A noção de que os homens são sexualmente visuais e as mulheres sinestésicas e menos suscetíveis a imagens acabou.
Este é um dos muitos resultados de décadas de conquistas da emancipação feminina, importante capítulo do processo civilizatório, longe de terminar, sobretudo nos rincões do Brasil, onde muitas mulheres ainda vivem na Idade Média, fora do alcance e compreensão do bem-intencionado feminismo social media, das slutwalkers e do Rodrigo Constantino.
Quero falar sobre o senso comum de que homens consomem pornografia e mulheres não. Mas posso, num outro momento, se instado, debater as relações hodiernas entre feminismo, imagem, verbo e fundamentalismo.
O fim da Guerra Fria libertou as mulheres do leste europeu. Nos últimos 20 anos elas passaram a dominar a cena da moda e da indústria pornográfica. O capitalismo as levou ao centro de Nova York para os lap dances no Flashdancers, às passarelas do eixo Paris-Milão e aos filmes do X-Art, o site que acaba de aportar no Brasil.

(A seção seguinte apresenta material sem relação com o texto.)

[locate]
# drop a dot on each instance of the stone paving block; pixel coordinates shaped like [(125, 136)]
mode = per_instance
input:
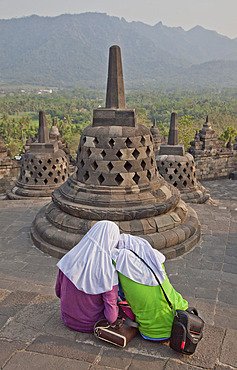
[(59, 346), (177, 365), (229, 348), (3, 320), (115, 357), (36, 314), (227, 293), (17, 331), (8, 349), (208, 349), (140, 362), (15, 301), (55, 326), (33, 361)]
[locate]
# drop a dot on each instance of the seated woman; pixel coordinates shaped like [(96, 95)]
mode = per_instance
[(141, 289), (87, 282)]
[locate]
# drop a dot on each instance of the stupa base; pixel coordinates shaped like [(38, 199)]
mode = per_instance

Sim, o desejável seria que elas tivessem tido a opção de ser também cientistas, jornalistas, astronautas, CEOs e chefes de Estado, mas a experiência comunista não colaborou. Hoje, os movimentos Femen e as Pussy Riots são sintomas de sociedades que não passaram pela depuração de um pensamento feminista mais refletido — são, portanto, inócuos.
“Libertou” é uma palavra controversa. A maioria dos americanos acha que consumir pornografia é moralmente reprovável, tendência que vem mudando, segundo o The Atlantic: cada vez mais mulheres (3 em cada 10 acessos) e jovens (muita gente com menos de 30 acha OK) consomem sem culpa.

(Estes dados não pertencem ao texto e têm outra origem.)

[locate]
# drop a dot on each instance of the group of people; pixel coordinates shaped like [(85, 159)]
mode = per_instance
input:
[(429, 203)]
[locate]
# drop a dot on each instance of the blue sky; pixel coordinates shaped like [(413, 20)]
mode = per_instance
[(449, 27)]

Ressalva rápida: pornografia = internet.
Tirando as engrenagens de busca e as redes sociais, que nasceram com a internet, não há uma indústria que tenha sofrido tantas transformações como a pornográfica. Sim, a fonográfica, a cinematográfica, a do turismo e da mídia estão ali, pari passu.
Além disso, pornografia deixou de ser primazia da indústria: o volume de imagem produzido e compartilhado por amadores, muitas vezes para consumo próprio, é infinitamente maior do que o do circuito comercial. Com isso, uma mudança estética entrou em curso e a linguagem amadora começa a ser apropriada pela indústria.